Azerbaijan’s reestablishing control of its territory to benefit Azerbaijani, Armenian people
BAKU, Azerbaijan, Oct. 7
By Nargiz Sadikhova - Trend:
Azerbaijan’s reestablishing control of its occupied territory will benefit both Azerbaijani and Armenian people, Samuel Kliger, Director of Russian and Eurasian Affairs at Jewish Advocacy Organization (AJC) told Trend.
“People in the United States watch with great concern the unfolding dramatic and tragic military conflict between Azerbaijan and Armenia. Naturally, we, as well as the international community, call for a ceasefire and for a peaceful and diplomatic resolution of the conflict that is more than 30 years old. That said, we fully recognize Azerbaijan’s sovereignty and territorial integrity and its right to defend itself and reestablish control of about 20 percent of Azerbaijan territory. Such an outcome will benefit both Azerbaijani and Armenian people,” Kliger.
In turn, commenting on the escalation of the conflict by conducting missile attacks against the civil population and infrastructure, Kliger said it is unacceptable and should be immediately stopped.
Armenian Armed Forces launched a large-scale military attack on positions of the Azerbaijani army on the front line, using large-caliber weapons, mortars, and artillery on Sept. 27.

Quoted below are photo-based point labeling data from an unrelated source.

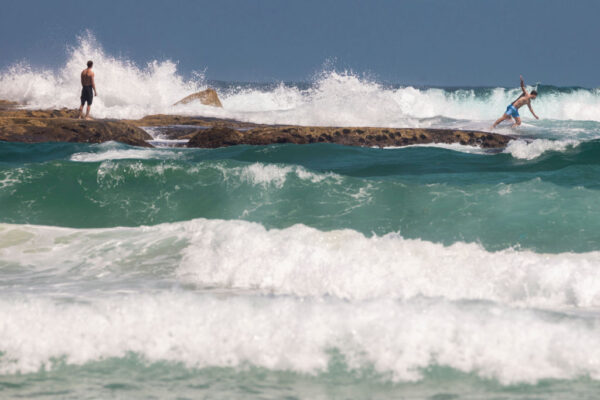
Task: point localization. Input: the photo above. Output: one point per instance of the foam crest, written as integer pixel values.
(124, 89)
(533, 149)
(273, 174)
(397, 339)
(114, 151)
(306, 262)
(332, 99)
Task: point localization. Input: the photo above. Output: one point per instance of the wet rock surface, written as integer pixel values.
(207, 97)
(219, 136)
(34, 126)
(31, 126)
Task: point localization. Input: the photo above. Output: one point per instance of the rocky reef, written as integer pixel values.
(207, 97)
(219, 136)
(63, 126)
(31, 126)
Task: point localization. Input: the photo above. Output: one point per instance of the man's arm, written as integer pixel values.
(94, 85)
(523, 86)
(531, 109)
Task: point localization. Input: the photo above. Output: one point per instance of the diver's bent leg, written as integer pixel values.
(502, 118)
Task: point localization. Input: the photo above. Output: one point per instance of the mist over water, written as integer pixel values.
(317, 271)
(339, 98)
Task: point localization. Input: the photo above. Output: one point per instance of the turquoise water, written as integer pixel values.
(305, 272)
(317, 271)
(548, 204)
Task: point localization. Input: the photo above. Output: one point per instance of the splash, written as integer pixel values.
(333, 98)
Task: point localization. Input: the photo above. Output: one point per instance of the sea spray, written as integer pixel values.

Azerbaijan responded with a counter-offensive along the entire front. As a result of retaliation, Azerbaijani troops liberated a number of territories previously occupied by Armenia, as well as take important, strategic heights under control.
The fighting continued into October 2020, in the early days of which Armenia launched missile attacks on Azerbaijani cities of Ganja, Mingachevir, Khizi as well as Absheron district.
On October 6th, at about 9 pm (GMT+4), Armenian Armed Forces launched missiles at the Azerbaijani Baku-Tbilisi-Ceyhan oil pipeline, the largest strategic project in the region, which plays an important role in Europe's energy security. Azerbaijani army was able to disable the missiles in the air, so no damage was done to the pipeline.
The conflict between the two South Caucasus countries began in 1988 when Armenia made territorial claims against Azerbaijan. As a result of the ensuing war, Armenian armed forces occupied 20 percent of Azerbaijan, including the Nagorno-Karabakh region and seven surrounding districts.
The 1994 ceasefire agreement was followed by peace negotiations. Armenia has not yet implemented four UN Security Council resolutions on the withdrawal of its armed forces from Nagorno Karabakh and the surrounding districts.